“What drew you to write about the moors?” an interviewer asked me recently. We were discussing my latest book, The Coffin Path, a 17th century ghost story set in West Yorkshire and conversation had turned, inevitably, to that great mother ship of Yorkshire landscape novels, Wuthering Heights.

I’m the first to admit that The Coffin Path is my homage to Emily Brontë and the landscape that inspired her, but my answer to that question is more complicated. Until recently I held a common view: that the moors are natural, untamed places, untouched by human hand, an oasis of wildness in our cluttered, over-populated environment. The vast open skies and desolate wastes are romantic, even spiritual. As poet Ted Hughes put it:

Moors …

Are a stage for the performance of heaven.
Any audience is incidental.

But Hughes, a native of the Calder Valley, knew better than most that this romanticism is a relatively recent perception. The Coffin Path is set 100 years before Brontë’s masterpiece, when the moors were seen as dangerous, savage and deadly, the blanket bog a path straight down to Hell. The threat of the Devil and his minions was real. Belief in witchcraft was common. There were other dangers too: sprites, fairies and boggarts caused all manner of mischief and misdeeds, dragons slept beneath the hills, fiendish black dogs stalked the moors, and ghostly apparitions lured unsuspecting travellers to watery graves. The northern moors were busy with the supernatural.

So, what changed?

The Coffin Path, Katherine ClementsThe West Pennines as we experience them today, with our Gore-tex and Thermos flasks, are not the untouched landscapes we assume them to be: they are a product of centuries of human habitation and climate change, of political and economic forces, and of a collective shift in our attitudes toward the countryside.

These once forested highlands were cleared for agriculture and grazing in the Bronze Age, causing the formation of the blanket bog that now defines the moorland. After the Norman Conquest, huge swathes of uplands were privatised for the first time and, in the 16th century, landowners began enclosing their estates, giving us the dry stone walls that epitomise the area to this day. Under the Parliamentary Enclosures Acts of the 18th and 19th centuries, common land all but disappeared, forcing people off the land they relied on for food and fuel, into the valleys and townships created by the burgeoning industrial revolution. This land grab eventually transformed the moors from an inhabited, working space into a playground for the wealthy.

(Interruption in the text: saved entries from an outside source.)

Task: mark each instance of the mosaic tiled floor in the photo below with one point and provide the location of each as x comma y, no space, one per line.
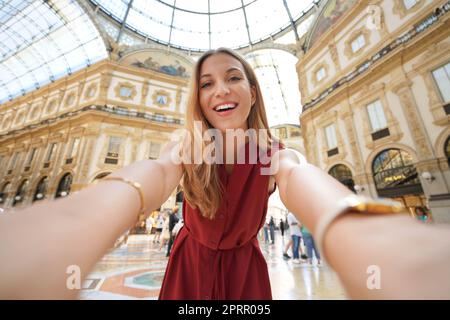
136,271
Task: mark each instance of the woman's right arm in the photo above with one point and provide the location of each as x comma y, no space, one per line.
40,245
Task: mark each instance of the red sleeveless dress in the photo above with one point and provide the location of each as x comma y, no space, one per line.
221,258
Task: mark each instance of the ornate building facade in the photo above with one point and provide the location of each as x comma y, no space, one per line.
63,136
375,87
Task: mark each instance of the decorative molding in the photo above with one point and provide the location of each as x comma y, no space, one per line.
409,105
368,95
125,85
436,56
334,56
91,91
316,69
348,51
400,10
161,98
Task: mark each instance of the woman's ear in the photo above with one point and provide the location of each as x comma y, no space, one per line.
253,93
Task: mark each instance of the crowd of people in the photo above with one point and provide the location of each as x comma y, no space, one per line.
162,226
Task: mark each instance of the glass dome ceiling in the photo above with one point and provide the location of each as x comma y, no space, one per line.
42,41
205,24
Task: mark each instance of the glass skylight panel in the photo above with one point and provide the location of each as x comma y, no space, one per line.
297,8
117,8
11,8
265,17
228,30
43,46
151,18
190,5
221,6
304,26
190,30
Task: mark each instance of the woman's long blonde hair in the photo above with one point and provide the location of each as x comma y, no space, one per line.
201,182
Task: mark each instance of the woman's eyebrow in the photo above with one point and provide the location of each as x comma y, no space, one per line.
228,71
233,69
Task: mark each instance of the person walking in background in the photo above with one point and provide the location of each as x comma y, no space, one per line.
310,245
149,225
295,235
272,230
159,227
173,220
286,248
165,234
266,232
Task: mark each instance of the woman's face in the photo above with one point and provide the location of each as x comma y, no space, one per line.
225,94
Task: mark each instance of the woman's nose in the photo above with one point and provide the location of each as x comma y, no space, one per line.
222,89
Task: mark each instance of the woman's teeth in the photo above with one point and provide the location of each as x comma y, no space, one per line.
224,107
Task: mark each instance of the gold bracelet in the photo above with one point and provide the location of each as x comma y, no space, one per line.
135,185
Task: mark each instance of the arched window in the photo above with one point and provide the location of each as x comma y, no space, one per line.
343,174
395,174
20,193
41,189
64,186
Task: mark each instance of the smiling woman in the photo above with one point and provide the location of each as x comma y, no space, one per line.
216,254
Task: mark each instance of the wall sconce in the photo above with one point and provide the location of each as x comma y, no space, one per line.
427,176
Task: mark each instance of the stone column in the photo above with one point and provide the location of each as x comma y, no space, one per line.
436,189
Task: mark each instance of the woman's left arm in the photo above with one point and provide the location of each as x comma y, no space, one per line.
400,248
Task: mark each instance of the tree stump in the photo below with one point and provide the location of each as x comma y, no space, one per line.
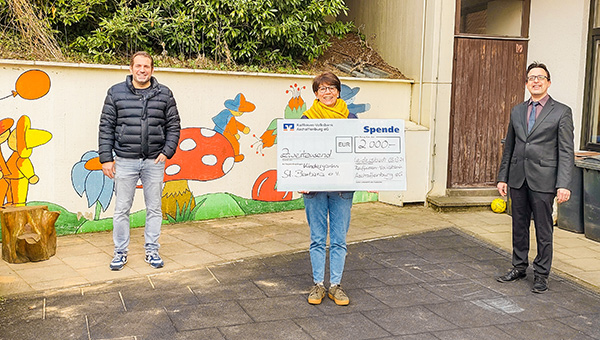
28,233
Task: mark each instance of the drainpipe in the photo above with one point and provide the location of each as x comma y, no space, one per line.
421,67
433,127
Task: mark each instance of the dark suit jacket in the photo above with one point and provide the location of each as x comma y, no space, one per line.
545,156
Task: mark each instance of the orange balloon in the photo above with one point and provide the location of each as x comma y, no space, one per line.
32,84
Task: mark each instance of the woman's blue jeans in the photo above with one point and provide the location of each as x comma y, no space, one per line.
319,206
128,171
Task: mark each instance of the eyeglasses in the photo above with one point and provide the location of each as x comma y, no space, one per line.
324,89
538,78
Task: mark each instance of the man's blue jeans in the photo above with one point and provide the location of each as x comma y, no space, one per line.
319,206
128,171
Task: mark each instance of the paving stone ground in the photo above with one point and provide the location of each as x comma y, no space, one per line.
432,285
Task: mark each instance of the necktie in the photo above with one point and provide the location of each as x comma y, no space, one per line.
531,117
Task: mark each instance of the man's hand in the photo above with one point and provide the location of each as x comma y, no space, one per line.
563,195
108,169
160,158
502,186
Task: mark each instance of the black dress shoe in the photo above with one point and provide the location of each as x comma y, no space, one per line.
540,285
513,275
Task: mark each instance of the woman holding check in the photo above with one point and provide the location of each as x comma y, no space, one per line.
323,205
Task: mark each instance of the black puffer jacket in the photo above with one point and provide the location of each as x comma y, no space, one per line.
138,123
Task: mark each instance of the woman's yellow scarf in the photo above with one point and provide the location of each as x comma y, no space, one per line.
320,111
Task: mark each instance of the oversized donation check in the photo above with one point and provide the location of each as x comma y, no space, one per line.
340,154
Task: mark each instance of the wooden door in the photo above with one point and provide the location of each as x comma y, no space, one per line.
488,80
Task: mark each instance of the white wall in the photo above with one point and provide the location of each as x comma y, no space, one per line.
425,56
71,111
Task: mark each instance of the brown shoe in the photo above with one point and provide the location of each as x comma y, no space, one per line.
337,294
316,294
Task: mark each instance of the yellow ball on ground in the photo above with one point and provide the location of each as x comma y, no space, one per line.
498,205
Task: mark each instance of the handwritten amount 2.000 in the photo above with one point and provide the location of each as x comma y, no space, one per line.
378,144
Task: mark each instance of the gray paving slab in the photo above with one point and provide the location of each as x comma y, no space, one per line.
400,288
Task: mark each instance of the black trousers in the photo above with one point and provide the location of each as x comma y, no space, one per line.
525,202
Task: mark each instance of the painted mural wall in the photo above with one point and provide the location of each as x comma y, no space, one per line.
225,163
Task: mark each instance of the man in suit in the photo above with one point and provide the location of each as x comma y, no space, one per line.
536,164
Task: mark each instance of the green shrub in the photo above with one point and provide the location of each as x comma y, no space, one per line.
251,32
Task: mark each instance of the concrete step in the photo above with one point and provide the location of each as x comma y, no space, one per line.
459,202
479,191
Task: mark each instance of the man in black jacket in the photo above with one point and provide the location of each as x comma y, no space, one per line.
140,125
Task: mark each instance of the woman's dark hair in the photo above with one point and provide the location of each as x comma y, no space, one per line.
327,78
536,64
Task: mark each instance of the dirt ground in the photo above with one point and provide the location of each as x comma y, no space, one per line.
357,53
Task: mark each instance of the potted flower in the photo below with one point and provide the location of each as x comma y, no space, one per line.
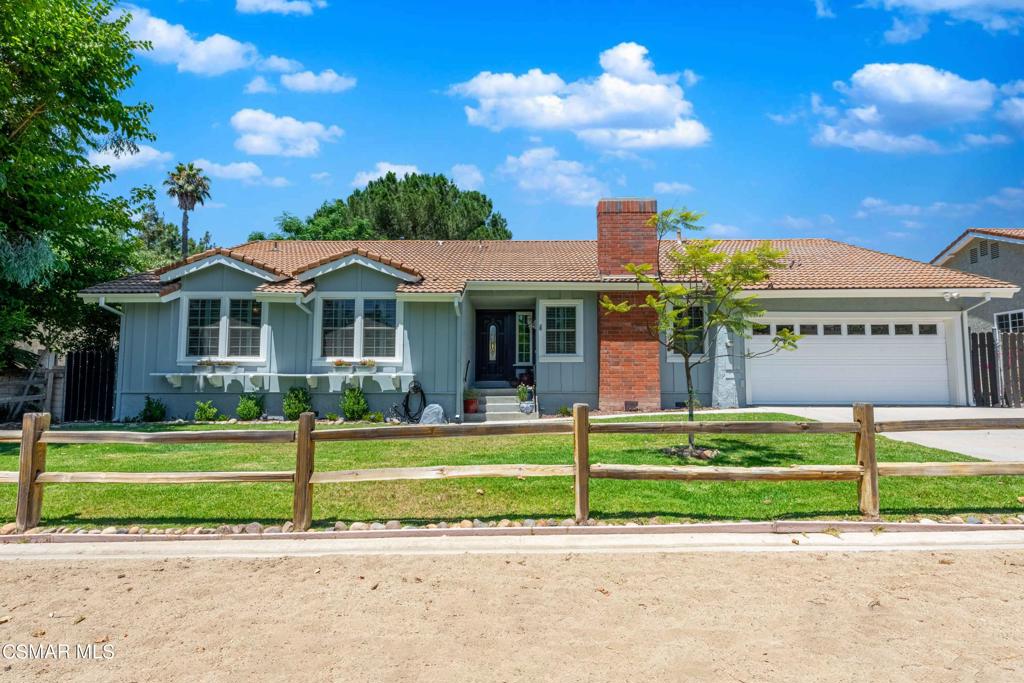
470,401
525,395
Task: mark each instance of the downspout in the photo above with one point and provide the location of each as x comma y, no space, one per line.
967,349
105,306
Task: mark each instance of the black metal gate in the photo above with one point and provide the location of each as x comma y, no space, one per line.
89,385
997,367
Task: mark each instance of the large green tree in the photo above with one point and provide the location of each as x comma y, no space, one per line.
65,66
418,206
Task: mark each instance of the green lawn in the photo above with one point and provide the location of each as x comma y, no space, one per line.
422,502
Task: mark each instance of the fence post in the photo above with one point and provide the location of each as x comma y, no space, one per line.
31,463
581,460
867,485
302,501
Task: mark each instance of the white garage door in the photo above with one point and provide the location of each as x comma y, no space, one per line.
843,361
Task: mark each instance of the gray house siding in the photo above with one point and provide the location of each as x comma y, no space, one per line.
1008,267
148,343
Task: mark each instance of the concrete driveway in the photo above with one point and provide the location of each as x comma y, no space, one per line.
1003,444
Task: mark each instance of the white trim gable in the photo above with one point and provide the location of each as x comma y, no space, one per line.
971,236
356,259
217,259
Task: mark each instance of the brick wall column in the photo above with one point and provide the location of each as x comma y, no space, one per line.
630,366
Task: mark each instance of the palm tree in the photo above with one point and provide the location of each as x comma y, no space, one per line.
188,185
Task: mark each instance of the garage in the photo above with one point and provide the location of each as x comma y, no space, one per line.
840,361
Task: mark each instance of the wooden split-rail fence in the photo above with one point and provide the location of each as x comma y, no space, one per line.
35,436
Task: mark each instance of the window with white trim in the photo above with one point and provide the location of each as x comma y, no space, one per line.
562,332
1010,322
338,329
353,327
221,327
523,338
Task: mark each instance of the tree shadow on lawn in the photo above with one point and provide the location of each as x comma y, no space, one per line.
733,452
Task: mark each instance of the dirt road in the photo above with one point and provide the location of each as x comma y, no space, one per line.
751,616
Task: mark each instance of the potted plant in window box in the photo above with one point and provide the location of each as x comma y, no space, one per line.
525,395
470,401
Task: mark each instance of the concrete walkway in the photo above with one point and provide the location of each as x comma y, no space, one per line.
1006,444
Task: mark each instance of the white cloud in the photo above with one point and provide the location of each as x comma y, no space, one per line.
673,187
724,230
279,6
246,171
1012,111
628,105
822,9
978,140
544,176
906,31
265,133
993,15
800,223
146,156
327,81
259,85
279,65
891,105
467,176
381,169
172,43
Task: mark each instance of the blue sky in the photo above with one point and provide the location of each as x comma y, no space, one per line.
890,123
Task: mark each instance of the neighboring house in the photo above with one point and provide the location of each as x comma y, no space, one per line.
450,314
994,252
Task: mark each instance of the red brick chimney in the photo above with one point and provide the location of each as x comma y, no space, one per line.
630,357
623,235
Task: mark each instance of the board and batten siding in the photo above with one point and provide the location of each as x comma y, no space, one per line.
148,343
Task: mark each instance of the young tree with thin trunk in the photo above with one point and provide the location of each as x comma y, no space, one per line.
704,292
189,186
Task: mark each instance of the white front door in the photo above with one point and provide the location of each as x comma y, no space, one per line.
840,361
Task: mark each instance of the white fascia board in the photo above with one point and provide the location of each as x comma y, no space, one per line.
967,239
996,293
120,298
217,259
356,259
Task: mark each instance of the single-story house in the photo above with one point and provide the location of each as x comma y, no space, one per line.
997,253
267,315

Red grouse shooting became an aspirational pastime, popularised by the aristocracy, with the moors carefully managed to increase the grouse population. Alongside this Victorian ‘sport’ was the booming tourism industry. The birth of the railways enabled travel like never before, and concepts of beauty and the sublime, championed by the literati, encouraged a new relationship with the countryside (think Wordsworth’s Lakes, Scott’s Border Country and the Romantic poets). The natural world became a place for the new middle classes to find peace, escape and relaxation. Into this new psychological landscape came the Brontës.

Emily Brontë had an intense, complicated relationship with these moors. The centrality of landscape in one of literature’s great love stories is just one of the reasons for our own romantic view, warped over time by rose-tinted onscreen iterations of her famous novel. But, as Wuthering Heights proves, Emily was well aware of the hardship and danger for those living and working in this unforgiving environment – she witnessed it first hand. Since the 19th century, the Brontë story has been used to sell a sanitised version of the area to the cream-tea-and-comfortable-shoe crowds that descend every summer; only those who look more closely will see its dark heart.

The West Yorkshire moors tell a story. From prehistoric settlements and ritual sites to medieval packhorse trails, dry-walled enclosures and grouse butts, it’s a landscape that carries the scars of centuries. Depending on which track you take, it’s still possible to find yourself completely alone, nothing but a vast sky, the call of curlew and the whistle of the ever-present wind to spark the romantic imagination. But, as environmental campaigners will tell you, it’s a precarious landscape, ever changing, still unpredictable. The story is not over yet.

By Katherine Clements 

 

Katherine Clements’ new novel, The Coffin Path, is a ghost story set on the dark wilds of the West Yorkshire moors and has been described as “a wonderful piece of Yorkshire Gothic…like something from Emily Brontë’s nightmares”.

Ted Hughes quoted from Remains of Elmet, 1979.